On May 9, Albertos Polizogopoulos, a Canadian pro-life lawyer, died at the age of 41 following a three-year battle with cancer.

Polizogopoulos had a career that defended life, conscience, and religious freedom, with his official obituary noting, “He defended the rights of the vulnerable and the freedoms of Christians.” Polizogopoulos appeared before the Supreme Court of Canada ten times and he completed nearly 4,000 pro bono hours valued at more than $1 million.  One of the cases he was working on before his condition worsened was defending Fr. Tony Van Hee, the pro-life priest who was charged with breaching Ontario’s bubble zone law prohibiting pro-life speech outside the province’s abortuaries.

In 2018, he successfully represented the Christian Heritage Party in a challenge against the city of Hamilton which had banned the party’s public advertising criticizing transgender ideology.

Also in 2018, Polizogopoulos represented Free to do Business Canada, a group challenging the federal government’s policy requiring businesses and charities, including churches, to sign an attestation in support of abortion in order to qualify for the Canada Summer Jobs Program subsidy to employ students.

In 2017, he represented the Christian Medical and Dental Society of Canada in a challenge to the Ontario College of Physicians and Surgeons over the college’s policy that infringed the conscience rights of medical professionals.

In 2016, he represented Steve Tourloukis in the Hamilton father’s challenge to the Hamilton-Wentworth District School Board after his children’s school would not allow Tourloukis to remove them from classes which he considered morally objectionable.
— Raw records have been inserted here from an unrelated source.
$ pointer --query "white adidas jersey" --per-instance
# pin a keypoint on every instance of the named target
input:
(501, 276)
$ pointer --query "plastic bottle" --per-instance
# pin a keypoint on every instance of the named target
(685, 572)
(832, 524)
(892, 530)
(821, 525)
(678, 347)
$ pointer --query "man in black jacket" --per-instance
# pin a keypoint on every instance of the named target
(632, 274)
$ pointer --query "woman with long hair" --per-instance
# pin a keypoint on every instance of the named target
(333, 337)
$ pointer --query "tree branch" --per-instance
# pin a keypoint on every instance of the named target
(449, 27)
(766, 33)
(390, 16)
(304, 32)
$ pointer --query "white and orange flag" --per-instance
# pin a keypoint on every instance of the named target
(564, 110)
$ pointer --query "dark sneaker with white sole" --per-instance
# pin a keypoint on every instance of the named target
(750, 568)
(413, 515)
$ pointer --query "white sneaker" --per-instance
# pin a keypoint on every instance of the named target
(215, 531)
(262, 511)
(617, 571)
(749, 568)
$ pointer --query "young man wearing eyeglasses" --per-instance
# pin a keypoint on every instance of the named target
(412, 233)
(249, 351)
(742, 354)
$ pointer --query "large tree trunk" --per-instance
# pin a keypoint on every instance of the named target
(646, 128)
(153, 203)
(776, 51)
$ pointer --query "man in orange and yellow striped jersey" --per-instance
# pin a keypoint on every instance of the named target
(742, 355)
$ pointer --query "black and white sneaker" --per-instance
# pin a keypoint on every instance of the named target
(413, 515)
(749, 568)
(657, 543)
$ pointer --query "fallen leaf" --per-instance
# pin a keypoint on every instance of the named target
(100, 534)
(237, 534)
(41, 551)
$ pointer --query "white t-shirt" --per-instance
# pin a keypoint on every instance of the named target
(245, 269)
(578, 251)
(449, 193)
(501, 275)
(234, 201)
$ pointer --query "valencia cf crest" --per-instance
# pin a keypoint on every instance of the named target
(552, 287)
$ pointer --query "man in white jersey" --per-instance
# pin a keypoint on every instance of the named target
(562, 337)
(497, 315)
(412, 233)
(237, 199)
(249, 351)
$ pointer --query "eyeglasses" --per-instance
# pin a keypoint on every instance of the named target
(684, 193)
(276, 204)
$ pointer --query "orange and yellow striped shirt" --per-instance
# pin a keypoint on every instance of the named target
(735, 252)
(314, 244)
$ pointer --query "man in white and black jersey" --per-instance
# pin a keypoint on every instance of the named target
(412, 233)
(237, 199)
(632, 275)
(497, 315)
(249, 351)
Polizogopoulos was also a critic of Ontario’s Bill 13, the Accepting Schools Act, which opponents said would open the door for LGBTQ activism in schools, and he assisted Patricia Maloney with accessing abortion records that the Ontario Ministry of Health was withholding.

Polizogopoulos was also featured in the recent pro-life documentary ROE Canada: The True North in a Post-Roe World, in which he helped plot the course necessary to end abortion in Canada.

In 2020, Polizogopoulos and his wife, Faye Sonier, founded The Acacia Group law firm which is dedicated to serving the Christian Church in Canada. At the same time, they homeschooled their two children, Jack, now 10, and Melina, 8.

Jeff Gunnarson, national president of Campaign Life Coalition, told The Interim, his organization sought legal advice from Polizogopoulos a number of times, and praised the lawyer’s willingness to tackle issues affecting life, faith, and family. “The pro-life community has lost a great ally,” Gunnarson said.

Derek Ross, executive director and general counsel at the Christian Legal Fellowship, said “Albertos took seriously his commitment to act justly, love mercy, and walk humbly with his God.”

Ross said “he was a good friend – a true companion on a road less traveled” and “I will miss him, and I know that the journey will be a little harder and lonelier without him.”